Plants take up nitrogen from the soil through their roots as a nutrient. Nitrogen is added to the soil through fertilizer application or by microbes in the soil breaking down organic compounds. However, when there is more nitrogen in the soil than the plants need, it leaches out into the water and can accumulate in lakes, rivers and oceans, reports Science Daily.
“Nitrogen, usually in the form of nitrate fertilizer, is needed for healthy crop production, but too much is not a good thing since the excess can contaminate water supplies,” said Richard Yuretich, program director in the National Science Foundation’s Division of Earth Sciences, which funded the research. “Knowing how long nitrate resides in the soil will lead to more efficient agriculture that maximizes plant health without overdosing the environment.”
Kumar and Woo developed a numerical model to calculate how long inorganic nitrogen has been in the soil, using a corn-corn-soybean rotation common in the Midwest. Fresh fertilizer application or microbial production of nitrates and ammonium are considered “birth,” or age zero.

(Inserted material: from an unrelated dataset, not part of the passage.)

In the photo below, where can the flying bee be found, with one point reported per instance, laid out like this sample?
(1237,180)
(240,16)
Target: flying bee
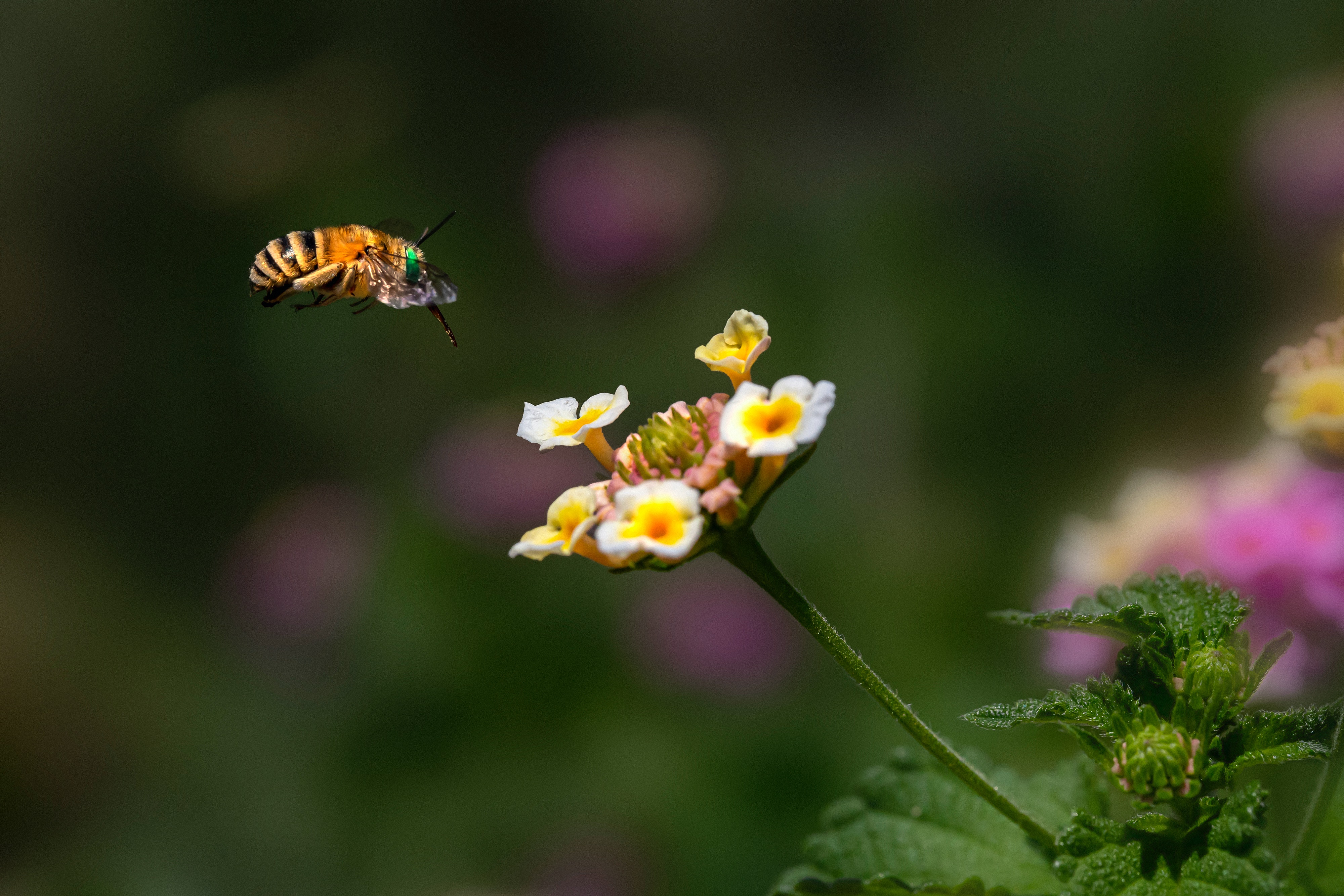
(354,263)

The researchers then computed age by the chemical reactions or transformations nitrogen goes through in the soil, mediated by moisture, temperature and microbes.
The model revealed two surprising findings when comparing the average age of nitrogen in the topsoil with that in deeper layers, and in comparing corn fields with soybean fields.
“The biggest surprise to me was that we found a lower average age of nitrogen in soybean fields,” Woo said. “We use fertilizer on corn, not soybeans. Yet even though we count that fresh fertilizer as age zero, we found a lower average age of nitrogen in soybean fields. We found that is mainly because soybeans uptake the old nitrogen, so the average age is reduced.”
When looking at the layers of soil, the researchers initially expected that nitrogen would follow a similar age path to water: newer on top, and growing older as it migrates down through the soil. However, they found that the nitrogen topsoil had a relatively high average age when compared with the water. Looking closer, they realized that one of the forms of nitrogen, ammonium, accumulated in the topsoil.
“Ammonium has a positive charge, which adheres to the soil particles and prevents it from leaching to the deeper layers,” Woo said. “Because of that, we observe relatively higher nitrogen age in the upper layers, compared with the age of the nitrate that dissolves in water, which doesn’t have that barrier and can migrate down through the soil.”
The researchers have established a field site to validate their model by analyzing the isotopic composition of nitrogen, oxygen and water in the runoff. They hope that their work can help farmers more efficiently use resources while also reducing contamination of water sources and marine habitats.
“The idea of using age for chemical analysis is not new, but no one has studied nitrogen age in the context of an agricultural setting,” Kumar said. “By doing that, we are able to reveal patterns of stagnation in the soil, which is different than just using the concentration of nitrogen. The main idea is that there is a better way to apply fertilizer over a landscape than we do presently. We should be looking into more precise approaches.”